In un contesto economico complesso, caratterizzato dalla chiusura di numerose imprese, il modello dei workers buyout (WBO) si conferma efficace: è uno strumento in cui i lavoratori rilevano le aziende in difficoltà economica per salvarle e garantirne la continuità produttiva, rappresentando un’alternativa valida rispetto ai tradizionali sussidi statali. Questo modello è promosso in Italia attraverso il supporto di Confcooperative, in collaborazione con CFI (Cooperazione Finanza Impresa) e il ministero delle Imprese e del Made in Italy. L’idea alla base è semplice: i dipendenti di un’azienda in crisi si uniscono per rilevarne la proprietà, diventando imprenditori e trasformandola in una cooperativa.
Il fenomeno dei WBO ha guadagnato slancio negli ultimi anni, specialmente in Italia, dove, dal 2011 al 2023, oltre 90 imprese sono state salvate, con il coinvolgimento di circa 2.400 lavoratori. Queste iniziative si concentrano principalmente nelle piccole e medie imprese (PMI), particolarmente vulnerabili durante le crisi economiche o i passaggi generazionali. Le aziende salvate operano in settori diversi, tra cui manifatturiero, logistica e agroalimentare. Questi interventi sono supportati da strumenti legislativi come la Legge Marcora (L. 49/1985), che prevede: finanziamenti agevolati attraverso CFI (Cooperazione Finanza Impresa), che supporta i lavoratori nel rilevare le aziende in crisi e contributi a fondo perduto per integrare il capitale iniziale dei nuovi soci delle cooperative rigenerate.
Secondo Confcooperative, solo negli ultimi cinque anni circa 25 aziende sono state salvate grazie al FondoSviluppo, un’iniziativa dedicata che ha mobilitato oltre 2,5 milioni di euro per supportare i WBO. L’impatto economico e sociale di queste operazioni è significativo: ogni euro pubblico investito genera un ritorno di circa 8 euro in termini di entrate fiscali e previdenziali, rendendo il WBO un modello economicamente sostenibile e utile per la collettività. Nel 2023, CFI ha sostenuto 53 imprese cooperative rigenerate, con investimenti complessivi di 57,5 milioni di euro. Questo ha contribuito a salvare circa 2.100 posti di lavoro.
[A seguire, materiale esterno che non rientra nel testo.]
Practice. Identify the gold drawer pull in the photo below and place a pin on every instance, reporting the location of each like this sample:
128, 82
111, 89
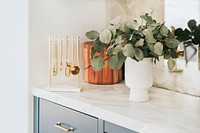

Il modello dei workers buyout rappresenta una sintesi efficace di imprenditorialità e solidarietà, dimostrando che i lavoratori possono diventare i protagonisti del rilancio economico delle proprie aziende. Tuttavia, perché questa soluzione possa essere adottata su larga scala è necessario un maggiore impegno da parte delle istituzioni, attraverso incentivi mirati e politiche di supporto alle cooperative. Secondo il sottosegretario al Mimit Massimo Bitonci, i WBO potrebbero diventare una risposta concreta alla crisi e una soluzione strutturale per affrontare le crisi aziendali delle piccole e medie imprese (PMI): “Questo strumento consente di ridurre la spesa pubblica legata agli ammortizzatori sociali, favorendo al contempo la produttività e la competitività delle aziende salvate”. A tal fine, il Governo sta valutando un potenziamento della Legge Marcora.
Sebbene i WBO siano più strutturati in Italia, anche in altri Paesi europei vi sono iniziative simili: in Francia il movimento delle SCOP (Società Cooperative di Produzione) che salvano ogni anno decine di aziende e in Spagna esistono modelli simili di acquisizione aziendale. Tuttavia, non vi è un censimento uniforme a livello europeo per il numero esatto di imprese coinvolte.
Un rapporto dettagliato che analizza il fenomeno dei workers buyout con un focus sulla resilienza economica delle imprese rigenerate è “The Italian road to recuperating entreprises and the legge Marcora framework” (2017) dell’Euricse (European Research Institute on Cooperative and Social Enterprises) in collaborazione con CFI (Cooperazione Finanza Impresa) e con OISE (Università di Toronto). Il rapporto studia l’innovativa risposta dei lavoratori italiani in tempi di crisi ed evidenzia che l’Italia si distingue per l’implementazione istituzionalizzata del modello che non ha uguali in Europa.
I WBO non solo preservano posti di lavoro, ma creano una governance democratica interna, migliorando il coinvolgimento dei lavoratori. Questo modello, oltre a essere un’opportunità per le imprese in crisi, ha dimostrato una maggiore resilienza economica rispetto alle alternative come le chiusure definitive o il ricorso alla sola cassa integrazione.